Paige returns, holding the suit, which Leah tosses through the open window of her dad’s truck. Then the three of us go down to the shoreline and join Mr. Greene, kicking water at the other girls.

Later, Leah, Paige, and I sit under a tree and make designs in the sand with our fingers.

When Paige leaves briefly to use the bathroom, I try again. “We have to tell,” I whisper. “Someone is hurting her.”

“No,” Leah says. She shakes her head and digs her heels into the sand. Her feet are already slightly tan, making her heels look whitish pink. Even her toes are graceful.

“But someone should know,” I say. “We have to do something.”

“We can’t,” she says.

“Why not?”

“Everyone has secrets. They aren’t ours to tell. Besides, telling could make it even worse for her. We can’t risk it. All we can do is be her friends.” She rubs out the lines in the sand she made with her foot. “Be glad you don’t have secrets like hers.”

I notice she said “you” and not “we.” I immediately think of Sam, but Leah’s expression tells me not to go there.

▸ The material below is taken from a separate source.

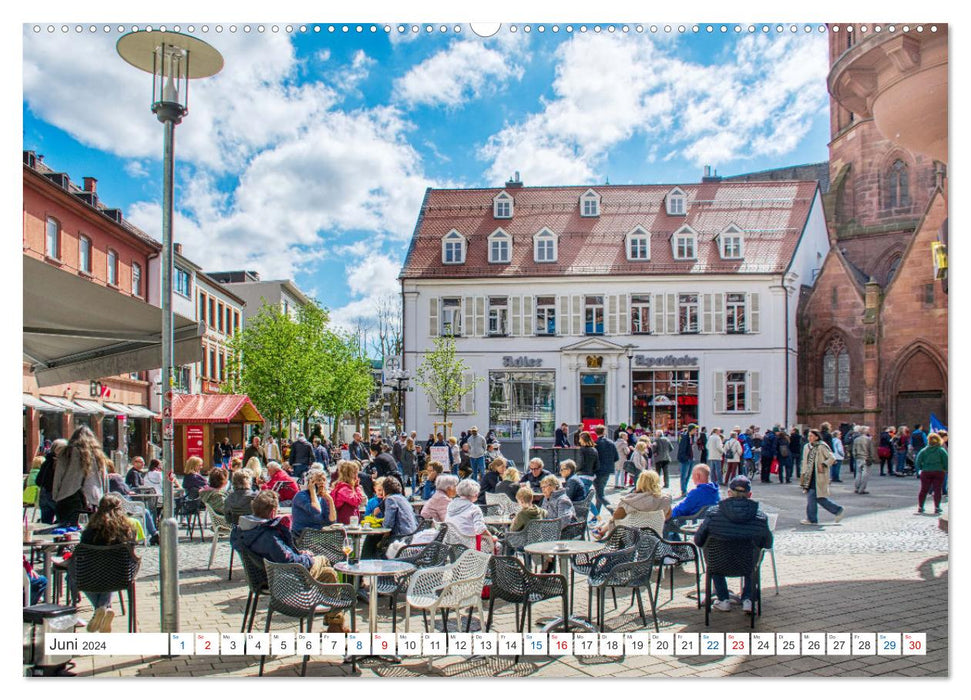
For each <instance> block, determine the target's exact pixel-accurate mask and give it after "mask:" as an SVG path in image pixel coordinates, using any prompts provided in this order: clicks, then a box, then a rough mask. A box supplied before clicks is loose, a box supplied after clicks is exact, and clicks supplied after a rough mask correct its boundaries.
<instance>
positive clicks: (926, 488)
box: [915, 433, 947, 515]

“But if we know someone’s being hurt, we should tell!” I say, thinking about both Paige and Leah. “Who cares about stupid secrets!”

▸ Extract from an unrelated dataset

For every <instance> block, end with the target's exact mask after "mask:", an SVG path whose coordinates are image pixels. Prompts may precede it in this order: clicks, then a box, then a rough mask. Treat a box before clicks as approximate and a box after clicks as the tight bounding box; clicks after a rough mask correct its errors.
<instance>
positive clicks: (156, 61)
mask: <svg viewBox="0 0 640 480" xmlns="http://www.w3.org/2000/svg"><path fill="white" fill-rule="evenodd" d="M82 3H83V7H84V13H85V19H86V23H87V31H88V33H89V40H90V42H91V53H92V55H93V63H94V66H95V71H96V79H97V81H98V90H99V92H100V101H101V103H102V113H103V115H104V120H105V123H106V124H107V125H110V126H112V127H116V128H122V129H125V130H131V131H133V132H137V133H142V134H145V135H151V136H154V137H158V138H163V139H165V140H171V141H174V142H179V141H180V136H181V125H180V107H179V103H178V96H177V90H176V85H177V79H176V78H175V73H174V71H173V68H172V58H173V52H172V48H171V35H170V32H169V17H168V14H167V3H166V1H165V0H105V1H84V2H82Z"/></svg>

“No.” She gives me one of her piercing looks.

I squirm, digging my own heels into the sand.

When Paige comes back, none of us say anything. I give Leah one last pleading look. She glares a silent no back at me.

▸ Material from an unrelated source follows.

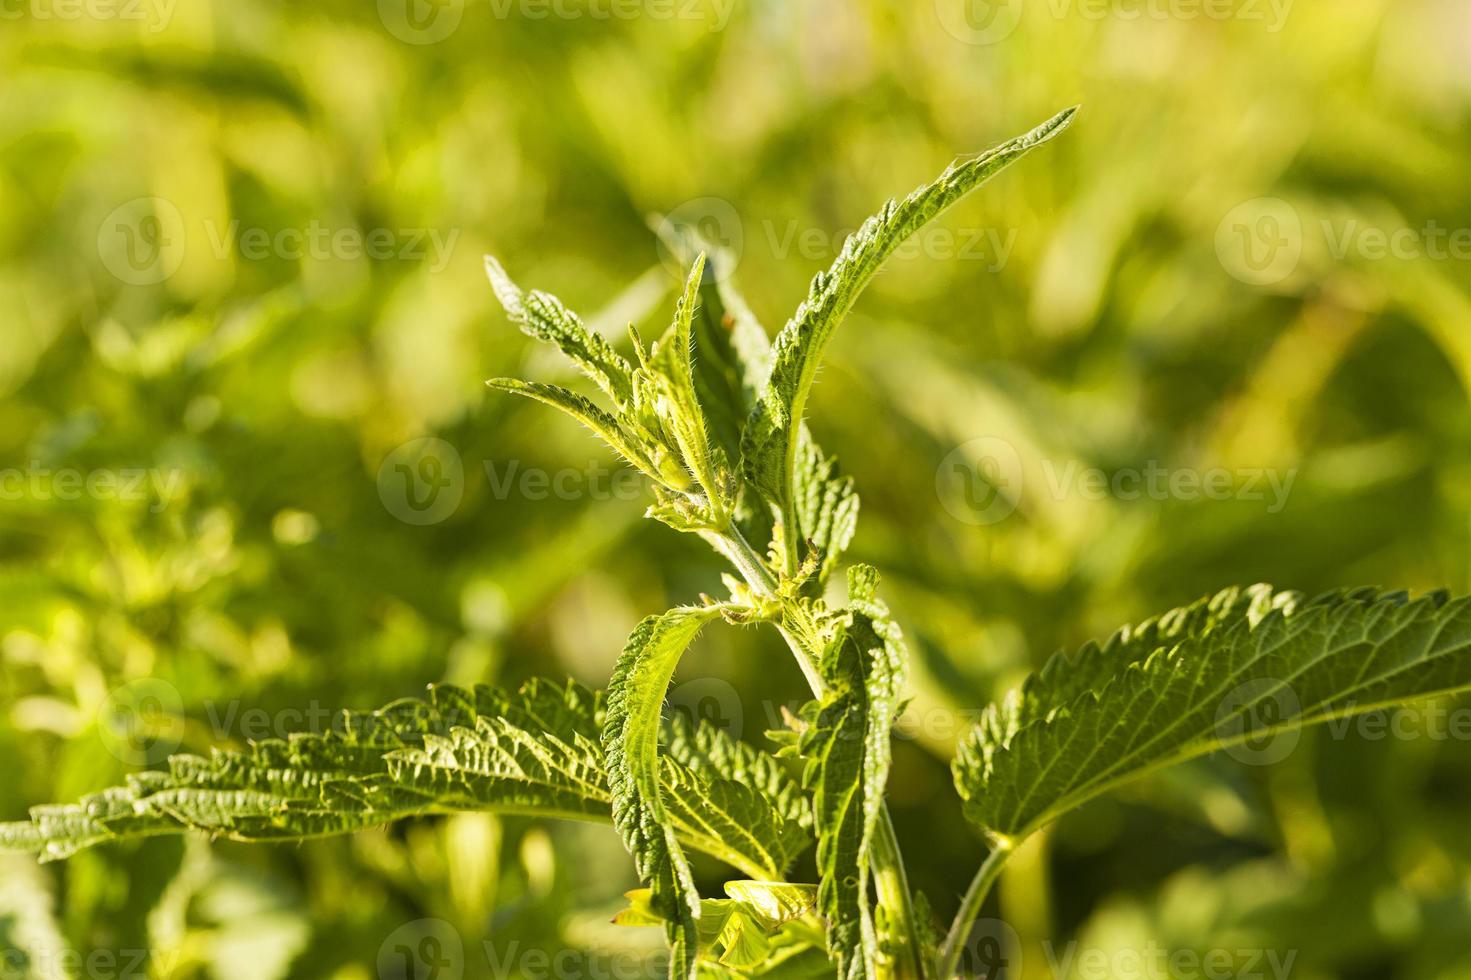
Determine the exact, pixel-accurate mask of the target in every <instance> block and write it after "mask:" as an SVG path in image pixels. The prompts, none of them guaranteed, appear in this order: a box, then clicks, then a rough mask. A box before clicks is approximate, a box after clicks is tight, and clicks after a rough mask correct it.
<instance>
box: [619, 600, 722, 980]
mask: <svg viewBox="0 0 1471 980" xmlns="http://www.w3.org/2000/svg"><path fill="white" fill-rule="evenodd" d="M716 617H719V608H718V606H703V608H680V609H671V611H668V612H665V614H660V615H656V617H649V618H647V619H644V621H643V622H640V624H638V627H637V628H634V631H633V634H631V636H630V637H628V643H627V645H625V646H624V652H622V655H621V656H619V658H618V667H615V668H613V678H612V681H610V683H609V687H608V721H606V724H605V727H603V749H605V752H606V755H608V783H609V787H610V789H612V793H613V825H616V827H618V831H619V833H621V834H622V837H624V843H625V845H627V846H628V852H630V853H631V855H633V858H634V864H635V867H637V868H638V877H640V878H643V880H644V881H646V883H647V884H649V887H650V889H652V899H650V901H652V905H653V909H655V911H656V912H658V914H659V915H660V917H663V918H665V920H666V923H668V934H669V946H671V958H669V976H671V977H678V979H681V980H684V979H687V977H688V979H691V980H693V977H694V976H696V961H697V958H699V918H700V895H699V890H697V889H696V887H694V876H693V874H691V873H690V864H688V861H687V859H685V856H684V849H683V848H681V846H680V842H678V837H677V834H675V827H674V820H672V818H671V815H669V808H666V806H665V800H663V796H662V793H660V778H659V770H660V767H659V734H660V728H662V727H663V725H662V709H663V699H665V695H666V693H668V692H669V681H671V680H672V678H674V668H675V667H678V664H680V658H681V656H684V650H685V649H687V647H688V646H690V643H691V642H693V640H694V637H696V634H697V633H699V631H700V630H702V628H703V627H705V624H706V622H709V621H710V619H713V618H716ZM671 798H672V795H671Z"/></svg>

I get up and leave the two of them sitting there.

When we get back to the house, Leah acts especially cheerful, urging everyone to have a second piece of birthday cake. She makes sure Paige has a seat next to her. Later we climb into our sleeping bags spread out on Leah’s bedroom floor. Leah puts Paige’s sleeping bag next to hers before I can spread mine there. This is it, I think. Paige is the new me. Maybe I should be relieved.

Leah reads scary stories from that same stupid book, even though she knows them all by heart. That thing is like a bible to her. The other girls listen closely, but all I do is watch Leah and Paige sitting in their sleeping bags as if they’re best friends. Best friends with a secret.

After the other girls fall asleep, I lie awake listening to them breathe around me. I wonder if Paige is awake, too, safely next to Leah and away from whoever it is that gives her those bruises. I pick my head up and look over at her sleeping peacefully in the soft moonlight coming through the window. Then I see Leah. Her eyes are open, watching the ceiling.

I quickly put my head back down, hoping she didn’t see me.

I wonder if she’s worrying about Paige’s secret, too. I wonder how she seemed to know about it before she saw the bruises.

I think about that night with Sam. How Leah stayed awake crying. How I should have asked if she was OK. How I was too afraid to learn the truth.

A week later, the yearbook comes out. All the graduating eighth-graders had to submit a favorite quote or poem or something to go next to their photos.

It doesn’t take long for everyone to find Paige’s letter to the class on page 32, just under the photo of her sad, closed-mouthed face.

To all the eighth-graders but one,

I won’t see any of you again because I am moving to Texas. You will never have to look at me again. I am glad I won’t have to go to the same school as you from now on. Leah Greene is the only nice person in this school.

— Paige Larson



I expect Leah to gloat when she reads Paige’s note, but she doesn’t. She closes the yearbook and stares at the cover. Even though the teachers who decided to print that letter now have Leah on an even higher pedestal than they already did, Leah seems sadder to me. I’ll never know if she was going to replace me with Paige or if she was only trying to be nice to a girl who needed a friend.